Marriage is all over the headlines these days. First, an anniversary: Earlier this week, Marcia Hams and Susan Shepherd celebrated ten years of legal marriage. In May 2004, after a years-long legal battle, they were the first and only people in line at City Hall in Cambridge, Massachusetts, ready to to receive a marriage license. At the time, they were worried that a protester would shoot them. Now, gay marriage is legal in 19 states, including the entire Northeast.
Court rulings in favor of same-sex marriage have been coming fast and furious. The latest state to jump on the gay-marriage bandwagon is Pennsylvania; on Tuesday, a judge once endorsed by Rick Santorum struck down the state's ban on same-sex unions. On Monday, another federal judge ruled Oregon's same-sex marriage ban unconstitutional.

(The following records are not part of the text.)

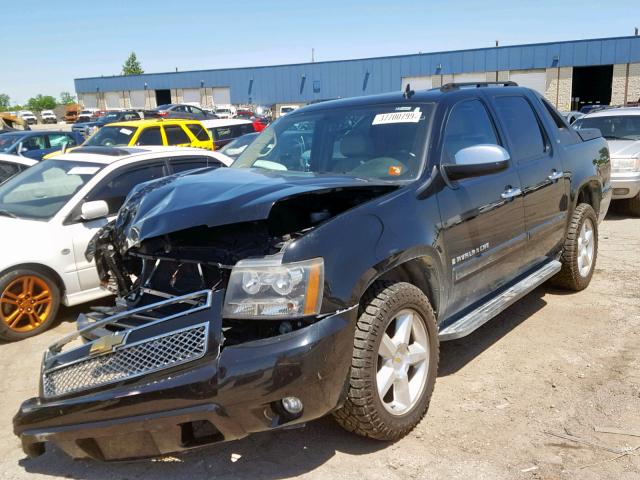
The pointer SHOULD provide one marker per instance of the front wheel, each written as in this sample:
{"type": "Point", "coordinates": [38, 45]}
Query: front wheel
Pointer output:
{"type": "Point", "coordinates": [394, 364]}
{"type": "Point", "coordinates": [29, 302]}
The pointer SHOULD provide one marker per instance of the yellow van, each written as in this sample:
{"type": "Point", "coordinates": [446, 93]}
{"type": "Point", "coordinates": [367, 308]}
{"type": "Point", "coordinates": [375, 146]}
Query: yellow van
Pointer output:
{"type": "Point", "coordinates": [157, 131]}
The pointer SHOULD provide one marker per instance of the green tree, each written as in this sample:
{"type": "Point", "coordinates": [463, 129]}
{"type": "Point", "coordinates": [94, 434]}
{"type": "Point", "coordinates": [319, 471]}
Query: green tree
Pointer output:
{"type": "Point", "coordinates": [5, 101]}
{"type": "Point", "coordinates": [132, 66]}
{"type": "Point", "coordinates": [66, 98]}
{"type": "Point", "coordinates": [42, 102]}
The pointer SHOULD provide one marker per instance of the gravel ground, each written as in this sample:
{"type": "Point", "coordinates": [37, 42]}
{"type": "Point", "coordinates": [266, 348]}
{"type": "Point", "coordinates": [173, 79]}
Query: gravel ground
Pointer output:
{"type": "Point", "coordinates": [554, 362]}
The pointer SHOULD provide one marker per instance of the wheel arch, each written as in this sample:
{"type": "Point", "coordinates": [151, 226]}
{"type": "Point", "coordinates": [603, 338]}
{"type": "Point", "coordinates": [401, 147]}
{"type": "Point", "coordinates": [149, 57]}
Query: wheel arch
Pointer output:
{"type": "Point", "coordinates": [43, 269]}
{"type": "Point", "coordinates": [589, 192]}
{"type": "Point", "coordinates": [422, 270]}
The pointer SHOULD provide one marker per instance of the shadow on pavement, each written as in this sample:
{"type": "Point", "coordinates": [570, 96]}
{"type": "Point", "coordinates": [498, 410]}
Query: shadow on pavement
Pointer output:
{"type": "Point", "coordinates": [455, 354]}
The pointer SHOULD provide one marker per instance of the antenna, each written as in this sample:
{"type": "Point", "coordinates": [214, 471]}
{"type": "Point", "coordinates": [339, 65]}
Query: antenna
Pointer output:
{"type": "Point", "coordinates": [408, 93]}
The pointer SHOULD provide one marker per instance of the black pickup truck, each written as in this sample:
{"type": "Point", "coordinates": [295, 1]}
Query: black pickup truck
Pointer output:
{"type": "Point", "coordinates": [319, 273]}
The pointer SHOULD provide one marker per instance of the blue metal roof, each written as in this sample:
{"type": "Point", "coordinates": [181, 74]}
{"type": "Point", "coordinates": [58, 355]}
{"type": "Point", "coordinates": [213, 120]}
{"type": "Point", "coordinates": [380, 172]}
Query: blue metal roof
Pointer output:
{"type": "Point", "coordinates": [306, 82]}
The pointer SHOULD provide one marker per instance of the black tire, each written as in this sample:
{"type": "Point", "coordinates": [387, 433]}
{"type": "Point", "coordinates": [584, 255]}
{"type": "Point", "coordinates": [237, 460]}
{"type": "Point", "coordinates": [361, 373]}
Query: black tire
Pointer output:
{"type": "Point", "coordinates": [363, 412]}
{"type": "Point", "coordinates": [569, 277]}
{"type": "Point", "coordinates": [24, 327]}
{"type": "Point", "coordinates": [633, 206]}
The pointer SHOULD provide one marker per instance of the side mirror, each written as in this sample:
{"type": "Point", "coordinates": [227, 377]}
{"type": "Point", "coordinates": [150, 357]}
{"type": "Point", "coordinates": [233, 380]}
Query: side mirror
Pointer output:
{"type": "Point", "coordinates": [94, 210]}
{"type": "Point", "coordinates": [476, 161]}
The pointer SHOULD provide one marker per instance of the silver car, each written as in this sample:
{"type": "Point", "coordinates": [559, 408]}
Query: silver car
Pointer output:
{"type": "Point", "coordinates": [621, 128]}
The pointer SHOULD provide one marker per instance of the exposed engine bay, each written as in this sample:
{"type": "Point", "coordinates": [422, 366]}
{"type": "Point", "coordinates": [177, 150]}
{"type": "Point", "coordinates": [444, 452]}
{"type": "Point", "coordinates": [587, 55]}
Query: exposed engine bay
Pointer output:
{"type": "Point", "coordinates": [202, 257]}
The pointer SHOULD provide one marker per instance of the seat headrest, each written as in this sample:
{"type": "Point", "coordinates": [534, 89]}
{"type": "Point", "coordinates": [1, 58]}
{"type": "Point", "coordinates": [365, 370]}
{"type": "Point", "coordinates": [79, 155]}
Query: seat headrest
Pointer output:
{"type": "Point", "coordinates": [355, 145]}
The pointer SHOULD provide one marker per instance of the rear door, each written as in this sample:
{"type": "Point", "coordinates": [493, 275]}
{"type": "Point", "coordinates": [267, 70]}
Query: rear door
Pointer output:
{"type": "Point", "coordinates": [176, 136]}
{"type": "Point", "coordinates": [544, 184]}
{"type": "Point", "coordinates": [483, 217]}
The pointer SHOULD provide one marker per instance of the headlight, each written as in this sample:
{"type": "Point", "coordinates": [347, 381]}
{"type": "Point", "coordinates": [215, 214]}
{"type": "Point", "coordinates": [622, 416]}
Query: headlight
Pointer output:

The landscape has changed so quickly that some commentators are wondering whether the movement is "unstoppable." Americans are more and more likely to favor legalizing gay marriage: A poll released by Gallup today showed that nearly 8-in-10 young adults are in support. (By contrast, only 54 percent of young adults say they are "pro-choice.")
Moreover, the pace is accelerating. Mother Jones notes that "of the nearly two-dozen states that recognize some form of same-sex unions, more than half joined the pack in just the past two years."
Not all of the progress is happening in the liberal Northeast or on the West Coast. Could judges be outpacing social mores in places like the Midwest and the South? Courts in Idaho and Arkansas struck down gay-marriage bans, although no licenses are being issued. Plenty of people in these states still think homosexuality is immoral.
But even if conservatives still have trepidations about gay marriage, the notion of "traditional marriage" seems to be going out of vogue. Notre Dame recently refused to recognize a student club advocating for "traditional marriage."
Indiana Republicans seem poised for a scuffle over whether a "traditional marriage" plank should be included in their state platform.
It's perhaps fitting that in this historic week for same-sex marriage, our cultural representations of heterosexual wedded bliss continue to scrape the bottom of the proverbial barrel. A show called "I Wanna Marry Harry" debuted on Fox, where a gaggle of women vie for the hand of a man who claims to be Britain's rapscallion prince.
Except, of course, he's not. Instead, the show's "Prince Harry" is a British environmental consultant with a bad dye job, starring in "the most morally bankrupt reality show since the lawless years of the early aughts."
The show trades in the worst stereotypes of shallow, materialistic women vying for a nonexistent crown. Sometimes, as one reviewer put it, it's just better to skip the royal wedding.